House Democratic Caucus Chairman Hakeem Jeffries, who was elected Wednesday by House Democrats to succeed Speaker Nancy Pelosi, said during the 2020 presidential election that Tara Reade’s sexual assault allegation against President Biden “needs to be investigated seriously.”
Jeffries made headlines in April 2020 after he broke with his party to lend credibility to the claims made by Reade, a former Biden staffer who accused Biden of cornering her in a Senate office building in 1993 and sexually assaulting her.
Multiple people have corroborated parts of Reade’s story since she first spoke out on March 25, 2020, but Biden and his campaign vehemently denied the claims.
“It’s got to be taken seriously because this is a serious allegation raised by a serious individual and needs to be investigated seriously. We’ve probably got to hear from him [Biden] at some point directly,” Jeffries told WNYC at the time.

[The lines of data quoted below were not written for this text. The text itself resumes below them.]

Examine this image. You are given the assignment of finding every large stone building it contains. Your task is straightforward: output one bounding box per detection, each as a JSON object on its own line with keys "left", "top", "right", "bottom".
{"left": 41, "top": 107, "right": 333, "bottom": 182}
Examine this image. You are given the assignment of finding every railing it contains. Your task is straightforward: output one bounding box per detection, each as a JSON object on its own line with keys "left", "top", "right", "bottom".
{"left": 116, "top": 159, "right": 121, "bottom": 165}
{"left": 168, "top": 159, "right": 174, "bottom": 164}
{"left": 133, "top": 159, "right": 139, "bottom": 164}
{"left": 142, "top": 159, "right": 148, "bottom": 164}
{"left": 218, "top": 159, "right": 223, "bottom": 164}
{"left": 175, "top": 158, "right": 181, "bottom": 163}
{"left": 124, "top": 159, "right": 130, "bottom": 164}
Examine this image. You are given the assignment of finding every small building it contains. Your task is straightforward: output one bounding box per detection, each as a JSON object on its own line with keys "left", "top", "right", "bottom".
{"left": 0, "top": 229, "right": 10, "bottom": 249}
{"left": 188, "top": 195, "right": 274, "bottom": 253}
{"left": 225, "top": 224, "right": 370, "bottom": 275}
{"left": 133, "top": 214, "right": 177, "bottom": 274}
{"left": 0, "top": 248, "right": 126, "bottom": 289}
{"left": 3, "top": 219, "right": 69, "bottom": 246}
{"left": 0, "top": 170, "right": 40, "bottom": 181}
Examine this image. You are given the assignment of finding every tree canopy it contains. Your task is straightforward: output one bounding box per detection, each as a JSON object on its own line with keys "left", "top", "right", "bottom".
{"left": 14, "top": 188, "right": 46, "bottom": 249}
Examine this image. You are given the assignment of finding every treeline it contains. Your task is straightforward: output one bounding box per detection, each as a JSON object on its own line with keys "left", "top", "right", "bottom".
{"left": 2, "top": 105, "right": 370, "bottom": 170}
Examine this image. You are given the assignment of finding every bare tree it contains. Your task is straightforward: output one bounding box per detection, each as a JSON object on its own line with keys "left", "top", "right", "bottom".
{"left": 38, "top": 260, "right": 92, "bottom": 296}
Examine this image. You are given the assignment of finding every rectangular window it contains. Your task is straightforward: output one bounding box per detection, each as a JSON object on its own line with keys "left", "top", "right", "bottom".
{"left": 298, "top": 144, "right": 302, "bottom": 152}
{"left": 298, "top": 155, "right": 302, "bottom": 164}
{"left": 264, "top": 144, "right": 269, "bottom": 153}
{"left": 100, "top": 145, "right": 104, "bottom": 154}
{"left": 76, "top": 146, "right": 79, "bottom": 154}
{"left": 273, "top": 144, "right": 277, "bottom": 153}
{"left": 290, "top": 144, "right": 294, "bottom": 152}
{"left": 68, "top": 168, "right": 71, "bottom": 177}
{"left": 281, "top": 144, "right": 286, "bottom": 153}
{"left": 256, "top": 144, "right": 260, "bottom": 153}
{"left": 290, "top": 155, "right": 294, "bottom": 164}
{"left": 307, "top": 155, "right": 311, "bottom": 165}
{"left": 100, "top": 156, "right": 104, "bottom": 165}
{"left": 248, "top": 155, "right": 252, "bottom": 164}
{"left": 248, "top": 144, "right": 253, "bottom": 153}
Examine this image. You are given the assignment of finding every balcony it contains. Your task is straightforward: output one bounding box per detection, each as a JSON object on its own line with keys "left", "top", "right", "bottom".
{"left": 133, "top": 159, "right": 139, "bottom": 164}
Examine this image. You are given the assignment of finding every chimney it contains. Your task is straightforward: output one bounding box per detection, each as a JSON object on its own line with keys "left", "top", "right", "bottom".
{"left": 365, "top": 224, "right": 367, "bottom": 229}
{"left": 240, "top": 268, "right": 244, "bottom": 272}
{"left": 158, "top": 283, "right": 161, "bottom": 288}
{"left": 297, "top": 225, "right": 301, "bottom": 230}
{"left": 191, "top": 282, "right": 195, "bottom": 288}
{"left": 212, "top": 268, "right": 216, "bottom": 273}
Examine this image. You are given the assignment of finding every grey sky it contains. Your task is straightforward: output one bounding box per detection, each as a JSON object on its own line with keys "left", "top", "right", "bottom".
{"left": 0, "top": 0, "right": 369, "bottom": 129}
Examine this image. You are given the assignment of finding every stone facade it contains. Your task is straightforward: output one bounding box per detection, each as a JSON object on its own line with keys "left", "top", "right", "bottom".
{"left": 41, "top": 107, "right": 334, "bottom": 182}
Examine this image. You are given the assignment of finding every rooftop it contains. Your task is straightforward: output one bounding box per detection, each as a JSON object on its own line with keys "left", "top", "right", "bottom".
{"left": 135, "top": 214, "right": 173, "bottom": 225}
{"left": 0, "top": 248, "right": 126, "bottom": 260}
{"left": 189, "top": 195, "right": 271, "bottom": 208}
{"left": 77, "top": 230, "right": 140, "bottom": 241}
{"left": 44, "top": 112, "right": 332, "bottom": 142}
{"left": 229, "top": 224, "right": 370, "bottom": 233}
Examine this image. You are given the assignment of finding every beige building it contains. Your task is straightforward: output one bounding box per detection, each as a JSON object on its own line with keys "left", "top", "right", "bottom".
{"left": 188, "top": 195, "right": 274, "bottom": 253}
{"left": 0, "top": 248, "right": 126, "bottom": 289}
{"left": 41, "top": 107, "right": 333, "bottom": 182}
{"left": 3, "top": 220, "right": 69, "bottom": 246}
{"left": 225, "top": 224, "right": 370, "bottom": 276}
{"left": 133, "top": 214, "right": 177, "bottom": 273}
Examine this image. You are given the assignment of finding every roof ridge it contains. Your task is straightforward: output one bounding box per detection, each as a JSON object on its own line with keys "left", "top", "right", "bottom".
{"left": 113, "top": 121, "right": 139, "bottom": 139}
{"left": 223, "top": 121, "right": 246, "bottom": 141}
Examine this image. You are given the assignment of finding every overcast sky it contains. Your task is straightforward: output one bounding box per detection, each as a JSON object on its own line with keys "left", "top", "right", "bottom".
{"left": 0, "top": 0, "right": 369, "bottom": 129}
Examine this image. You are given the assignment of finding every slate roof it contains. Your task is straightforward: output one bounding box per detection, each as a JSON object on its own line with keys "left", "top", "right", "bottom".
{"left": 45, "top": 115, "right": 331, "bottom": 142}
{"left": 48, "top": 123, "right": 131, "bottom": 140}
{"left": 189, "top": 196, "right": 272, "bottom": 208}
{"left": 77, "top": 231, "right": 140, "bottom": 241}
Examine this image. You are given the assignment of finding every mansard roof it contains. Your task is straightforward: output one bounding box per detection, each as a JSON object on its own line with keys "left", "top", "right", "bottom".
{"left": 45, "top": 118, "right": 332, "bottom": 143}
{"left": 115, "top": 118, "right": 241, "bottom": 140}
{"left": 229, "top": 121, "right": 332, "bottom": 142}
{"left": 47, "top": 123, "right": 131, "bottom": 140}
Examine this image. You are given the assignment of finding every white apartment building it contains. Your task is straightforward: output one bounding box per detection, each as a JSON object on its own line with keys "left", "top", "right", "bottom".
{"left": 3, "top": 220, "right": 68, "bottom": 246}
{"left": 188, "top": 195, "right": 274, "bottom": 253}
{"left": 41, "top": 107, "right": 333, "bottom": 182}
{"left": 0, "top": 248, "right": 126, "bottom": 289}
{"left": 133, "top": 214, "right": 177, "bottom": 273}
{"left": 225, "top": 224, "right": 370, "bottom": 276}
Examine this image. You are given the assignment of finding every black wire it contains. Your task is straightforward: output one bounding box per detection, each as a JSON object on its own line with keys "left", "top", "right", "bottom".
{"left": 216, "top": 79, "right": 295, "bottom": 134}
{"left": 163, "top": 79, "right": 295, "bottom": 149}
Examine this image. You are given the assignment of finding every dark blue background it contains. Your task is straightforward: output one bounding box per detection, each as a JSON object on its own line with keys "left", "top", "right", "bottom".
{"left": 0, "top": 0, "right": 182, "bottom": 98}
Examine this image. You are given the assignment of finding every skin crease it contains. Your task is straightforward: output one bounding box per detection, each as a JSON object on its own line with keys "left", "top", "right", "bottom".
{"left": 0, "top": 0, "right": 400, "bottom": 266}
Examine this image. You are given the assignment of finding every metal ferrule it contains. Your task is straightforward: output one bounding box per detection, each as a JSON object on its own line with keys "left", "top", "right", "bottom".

“I’m not really in a position to say what is the appropriate mechanism, although this needs to be taken seriously,” he said.
Reade was one of eight women who came forward in 2019 to accuse Biden of inappropriate touching. She later expanded on her experience with Biden in March 2020, alleging that he once pinned her against a wall and digitally penetrated her without her consent.

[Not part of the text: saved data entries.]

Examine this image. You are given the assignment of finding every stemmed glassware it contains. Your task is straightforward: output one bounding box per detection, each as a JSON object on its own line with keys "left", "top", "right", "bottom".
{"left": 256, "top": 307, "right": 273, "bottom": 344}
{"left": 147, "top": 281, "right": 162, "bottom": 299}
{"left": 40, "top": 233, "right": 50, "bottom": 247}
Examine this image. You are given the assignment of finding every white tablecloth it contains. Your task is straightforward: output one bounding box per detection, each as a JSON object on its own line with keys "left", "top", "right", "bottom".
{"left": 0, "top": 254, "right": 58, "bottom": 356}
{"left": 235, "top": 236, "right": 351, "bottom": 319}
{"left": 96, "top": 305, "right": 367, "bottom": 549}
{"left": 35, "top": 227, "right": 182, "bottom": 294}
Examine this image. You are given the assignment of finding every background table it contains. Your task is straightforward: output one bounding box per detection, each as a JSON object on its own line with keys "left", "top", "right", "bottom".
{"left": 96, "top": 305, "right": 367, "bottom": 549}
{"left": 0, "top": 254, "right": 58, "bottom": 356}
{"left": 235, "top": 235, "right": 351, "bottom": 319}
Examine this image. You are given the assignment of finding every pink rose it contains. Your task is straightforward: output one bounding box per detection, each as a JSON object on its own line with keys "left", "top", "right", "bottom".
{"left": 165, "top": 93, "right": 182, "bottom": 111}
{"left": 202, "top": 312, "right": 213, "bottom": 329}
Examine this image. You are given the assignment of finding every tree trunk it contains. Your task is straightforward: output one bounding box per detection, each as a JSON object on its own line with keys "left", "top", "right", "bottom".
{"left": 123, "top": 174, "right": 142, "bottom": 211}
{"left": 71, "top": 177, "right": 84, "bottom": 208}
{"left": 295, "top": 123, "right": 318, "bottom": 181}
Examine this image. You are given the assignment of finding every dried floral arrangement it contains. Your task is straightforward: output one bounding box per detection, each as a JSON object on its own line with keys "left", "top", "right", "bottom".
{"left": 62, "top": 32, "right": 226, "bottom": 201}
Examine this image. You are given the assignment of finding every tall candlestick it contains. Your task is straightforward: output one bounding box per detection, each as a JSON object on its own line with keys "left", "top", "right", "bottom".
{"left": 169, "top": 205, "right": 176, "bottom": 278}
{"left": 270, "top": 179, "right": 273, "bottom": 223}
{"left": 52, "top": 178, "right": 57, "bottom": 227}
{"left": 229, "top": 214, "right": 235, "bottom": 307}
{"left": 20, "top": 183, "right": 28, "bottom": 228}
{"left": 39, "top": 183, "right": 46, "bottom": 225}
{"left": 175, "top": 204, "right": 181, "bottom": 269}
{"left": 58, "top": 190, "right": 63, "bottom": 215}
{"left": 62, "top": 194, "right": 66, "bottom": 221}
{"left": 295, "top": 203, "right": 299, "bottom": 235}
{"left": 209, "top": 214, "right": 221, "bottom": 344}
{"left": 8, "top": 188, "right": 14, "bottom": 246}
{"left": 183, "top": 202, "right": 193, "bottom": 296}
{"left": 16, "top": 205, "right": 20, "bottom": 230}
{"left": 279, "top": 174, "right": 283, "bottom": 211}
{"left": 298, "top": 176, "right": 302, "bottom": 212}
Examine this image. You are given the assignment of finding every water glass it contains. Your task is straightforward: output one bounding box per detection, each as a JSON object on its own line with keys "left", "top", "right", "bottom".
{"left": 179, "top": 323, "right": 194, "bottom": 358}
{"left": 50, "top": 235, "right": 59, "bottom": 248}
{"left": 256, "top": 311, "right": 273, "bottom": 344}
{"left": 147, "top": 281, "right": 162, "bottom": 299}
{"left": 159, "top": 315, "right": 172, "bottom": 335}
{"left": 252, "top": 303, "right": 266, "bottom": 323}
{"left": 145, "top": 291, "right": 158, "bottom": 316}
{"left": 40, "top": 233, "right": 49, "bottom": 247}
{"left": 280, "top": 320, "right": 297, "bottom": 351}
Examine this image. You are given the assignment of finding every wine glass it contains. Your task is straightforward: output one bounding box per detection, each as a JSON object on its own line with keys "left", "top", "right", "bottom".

Top Democrats downplayed the allegation, despite it coming on the heels of the #MeToo movement. Then-Senate candidate John Hickenlooper made headlines in June 2020 after he said he believed Reade’s allegations “to a large extent” but was going to support Biden for president anyway.

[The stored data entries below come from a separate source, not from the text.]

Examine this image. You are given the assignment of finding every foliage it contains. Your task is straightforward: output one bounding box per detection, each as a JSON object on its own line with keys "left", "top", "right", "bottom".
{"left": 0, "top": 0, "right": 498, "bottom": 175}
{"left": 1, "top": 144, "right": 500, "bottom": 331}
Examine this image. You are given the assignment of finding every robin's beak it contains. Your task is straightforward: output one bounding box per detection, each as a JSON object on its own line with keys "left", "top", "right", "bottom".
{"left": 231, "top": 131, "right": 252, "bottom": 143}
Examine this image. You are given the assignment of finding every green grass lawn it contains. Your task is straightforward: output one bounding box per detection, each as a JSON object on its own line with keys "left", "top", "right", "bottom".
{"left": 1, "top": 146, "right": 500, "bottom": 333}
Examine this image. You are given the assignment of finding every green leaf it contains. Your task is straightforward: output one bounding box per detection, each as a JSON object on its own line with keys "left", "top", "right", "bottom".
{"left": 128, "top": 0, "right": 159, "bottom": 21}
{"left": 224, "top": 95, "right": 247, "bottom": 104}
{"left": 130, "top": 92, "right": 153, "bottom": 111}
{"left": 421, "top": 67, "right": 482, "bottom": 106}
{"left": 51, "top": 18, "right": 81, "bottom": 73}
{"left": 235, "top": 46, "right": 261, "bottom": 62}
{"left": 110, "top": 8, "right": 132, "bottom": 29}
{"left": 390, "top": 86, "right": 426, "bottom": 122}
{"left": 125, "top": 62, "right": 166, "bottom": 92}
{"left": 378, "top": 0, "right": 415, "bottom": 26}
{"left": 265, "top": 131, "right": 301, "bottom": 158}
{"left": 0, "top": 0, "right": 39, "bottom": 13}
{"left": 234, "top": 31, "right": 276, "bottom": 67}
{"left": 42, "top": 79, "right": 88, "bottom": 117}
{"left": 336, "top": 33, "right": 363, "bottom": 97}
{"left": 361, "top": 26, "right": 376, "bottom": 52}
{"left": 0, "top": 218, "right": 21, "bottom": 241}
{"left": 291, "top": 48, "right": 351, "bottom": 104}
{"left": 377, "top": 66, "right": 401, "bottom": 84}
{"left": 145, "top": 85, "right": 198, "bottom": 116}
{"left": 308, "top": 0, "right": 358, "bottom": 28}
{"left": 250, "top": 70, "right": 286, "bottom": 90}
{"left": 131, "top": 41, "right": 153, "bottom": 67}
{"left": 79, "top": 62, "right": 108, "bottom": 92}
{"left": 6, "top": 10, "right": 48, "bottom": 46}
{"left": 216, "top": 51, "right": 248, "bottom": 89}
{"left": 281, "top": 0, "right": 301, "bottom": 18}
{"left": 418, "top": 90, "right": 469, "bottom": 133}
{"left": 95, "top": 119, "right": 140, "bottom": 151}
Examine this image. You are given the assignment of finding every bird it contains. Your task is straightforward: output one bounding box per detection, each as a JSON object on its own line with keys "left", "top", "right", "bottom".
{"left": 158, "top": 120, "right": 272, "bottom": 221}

In October 2020, Reade released the book, “Left Out: When the Truth Doesn’t Fit In,” about her experience coming forward with the allegation.
Jeffries’ office did not respond to sources inquiry asking whether the New York congressman still agreed that the allegation needs to be investigated or if he would support an investigation in the new Congress.
Jeffries won Wednesday’s uncontested election after Pelosi and the two other incumbent members of the Democratic leadership, Majority Leader Steny Hoyer and Majority Whip Jim Clyburn, opted to step down.
Jeffries, a 52-year-old New Yorker, will be the first black to serve as House Democratic leader.